Big Finish Reviews+ Doctor Who: The Early Adventures: The Morton Legacy


Tony’s trying on jewellery.

The Early Adventures are a way to tell new stories with the first two incarnations of the Doctor.

The Morton Legacy is more or less Doctor Who meets Dickens, without doing anything as straightforward as actually introducing the author into the story. It’s Bleak House with bling, as Josiah Morton, gentleman collector, helps himself to a strange blue box he finds on a street corner, and hides it away in his secret warehouse of curios. When a strange little scruffy man and his two companions come asking questions about the box, he’s happy enough to accommodate them, but won’t show them the box or his warehouse, meaning they have no choice but to help him to make sense of some peculiar recent events.
Morton’s life and fortune is bound up with a case in chancery, a common enough story. But then, out of nowhere, people on the other side of the case of his questionable inheritance start to die, struck down it seems by an invisible monster.

Is the Morton legacy a blessing, or a curse? Or is Josiah Morton as innocent and honourable a gentleman as he seems after all? Writer Justin Richards – very familiar with the period from his work with Big Finish and elsewhere - draws his story strands together, seeming to lead us in a very particular direction and channelling Dickens every step of the way. As well as Morton, there’s his daughter Jemma, who seems well-brought-up if rather clueless, but who also has a particular fascination of late for a rather unusual necklace her Papa obtained from an intrepid explorer. Is she all she seems, or more?
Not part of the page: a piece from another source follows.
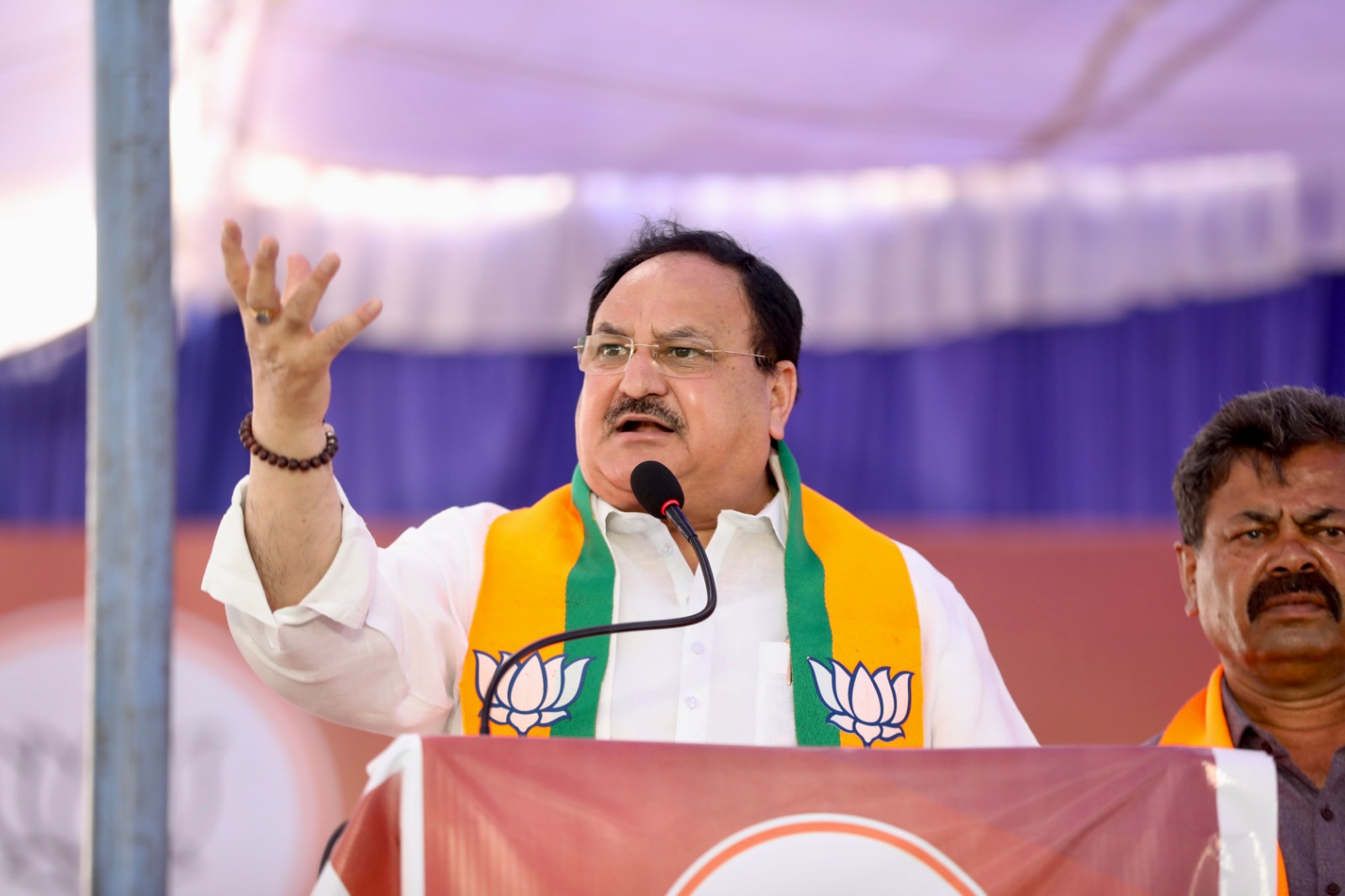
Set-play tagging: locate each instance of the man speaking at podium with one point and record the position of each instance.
(826, 631)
Richards gives us plenty to be thinking about – how do our heroes get back to the Tardis? What’s killing the enemies of the house of Morton? Is someone controlling the invisible beast? What’s the role of the necklace? – and then adds elements from up and down the social scale to push the story along. There are criminal thugs who want Josiah Morton’s loot, inscrutable servants who know more than they’re saying, explorers needing funds to finance their next expedition, and policemen with very little imagination but a good grasp of Being Suspicious, all of which combine to give The Morton Legacy action, a rich cast of suspects and more atmosphere than you could poke a stick at.
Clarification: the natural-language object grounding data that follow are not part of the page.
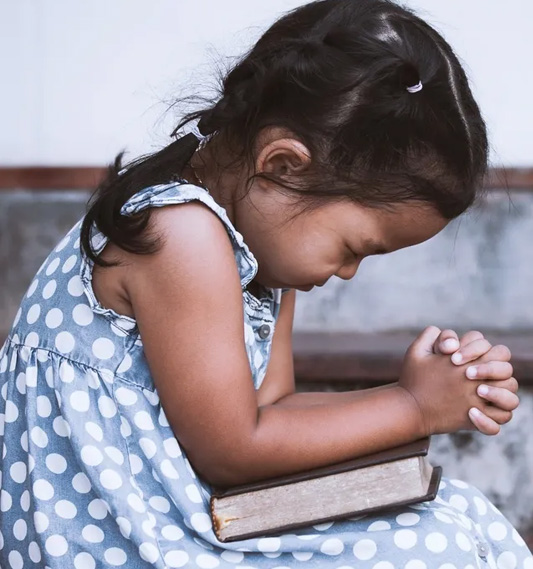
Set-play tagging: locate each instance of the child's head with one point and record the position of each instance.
(374, 101)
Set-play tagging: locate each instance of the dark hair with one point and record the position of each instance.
(334, 72)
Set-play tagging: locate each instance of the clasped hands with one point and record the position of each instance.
(491, 368)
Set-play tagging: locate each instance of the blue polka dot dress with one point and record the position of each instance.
(93, 476)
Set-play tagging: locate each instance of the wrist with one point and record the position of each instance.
(416, 416)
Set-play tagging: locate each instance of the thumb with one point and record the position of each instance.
(423, 345)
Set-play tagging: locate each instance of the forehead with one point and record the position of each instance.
(400, 225)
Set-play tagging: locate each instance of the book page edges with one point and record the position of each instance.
(342, 495)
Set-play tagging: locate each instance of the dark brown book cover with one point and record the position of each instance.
(416, 448)
(431, 494)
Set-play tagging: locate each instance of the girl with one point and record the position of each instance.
(155, 361)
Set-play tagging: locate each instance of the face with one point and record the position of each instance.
(330, 240)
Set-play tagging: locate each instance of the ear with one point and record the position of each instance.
(283, 157)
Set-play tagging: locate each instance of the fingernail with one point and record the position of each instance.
(471, 372)
(457, 358)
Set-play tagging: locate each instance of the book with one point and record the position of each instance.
(385, 480)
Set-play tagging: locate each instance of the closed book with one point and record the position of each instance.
(384, 480)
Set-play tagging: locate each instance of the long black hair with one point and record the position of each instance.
(336, 73)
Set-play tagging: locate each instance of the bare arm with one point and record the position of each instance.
(187, 300)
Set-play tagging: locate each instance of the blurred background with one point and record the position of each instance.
(82, 81)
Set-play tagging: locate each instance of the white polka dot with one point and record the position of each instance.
(415, 564)
(31, 376)
(94, 430)
(201, 522)
(18, 472)
(168, 469)
(507, 560)
(207, 561)
(68, 265)
(56, 545)
(497, 531)
(176, 558)
(126, 396)
(41, 522)
(91, 456)
(43, 490)
(160, 504)
(143, 420)
(44, 408)
(54, 318)
(125, 364)
(52, 267)
(32, 340)
(12, 413)
(115, 455)
(66, 509)
(82, 315)
(20, 529)
(39, 437)
(15, 560)
(332, 546)
(81, 483)
(107, 407)
(380, 525)
(148, 552)
(79, 401)
(92, 534)
(459, 502)
(407, 519)
(436, 542)
(110, 479)
(75, 286)
(172, 448)
(49, 290)
(405, 538)
(33, 314)
(25, 500)
(103, 348)
(124, 526)
(115, 556)
(61, 427)
(34, 552)
(84, 560)
(193, 494)
(33, 288)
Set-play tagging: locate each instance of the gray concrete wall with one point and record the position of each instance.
(478, 273)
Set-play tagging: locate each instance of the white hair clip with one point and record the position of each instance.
(415, 88)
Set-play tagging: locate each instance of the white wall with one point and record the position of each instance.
(82, 80)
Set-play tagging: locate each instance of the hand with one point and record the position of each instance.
(494, 360)
(443, 394)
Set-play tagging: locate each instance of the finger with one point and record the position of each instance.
(499, 416)
(471, 351)
(502, 398)
(469, 337)
(423, 345)
(490, 370)
(510, 384)
(484, 424)
(499, 353)
(447, 342)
In fact, Richards leans heavily on period atmosphere and Dickensian storytelling traditions, but he and experienced audio director Lisa Bowerman also move the tale along at a pace, so you’re rarely given time to stop and ponder the mechanisms of what’s going on. 
The Morton Legacy has something of a switchback ending, which may lead some more curmudgeonly fans to feel like they’ve been cheated of the satisfying solution they were anticipating, but Richards’ solution has something of an Agatha Christie, Sherlock Holmes feel to it – at all times, go with the simplest explanation of all the available facts first. It’s the kind of ending that on TV would have relegated all the good work of The Morton Legacy to an ‘also-ran’ story, but in audio, the work of Frazer Hines in particular sells the piece, the Doctor both explaining the true nature of the villainy, and refusing to bend his moral judgments in response to it, giving him the adamantine, alien feel of a later Doctor like Tom Baker’s.  

The Tardis crew are on great form in terms of their performances here, with Hines  making you forget you’re not actually listening to Patrick Troughton much of the time, and Anneke Wills doubling down too, giving us both a strong-willed Polly and an even-toned narrator to push the story along and deliver much of the atmosphere.

The Morton Legacy is a story of domestic 19th century terror, murder, mystery, legal battles and necklaces of doom. Despite that left-turn ending, and an occasional preponderance of the narration which makes it feel rather more like ‘narrated scenes’ or a ‘missing story’ than  the Early Adventures usually do, it’s a story you’ll enjoy for its atmosphere and its new take on the Troughton Doctor among the eminent Victorians.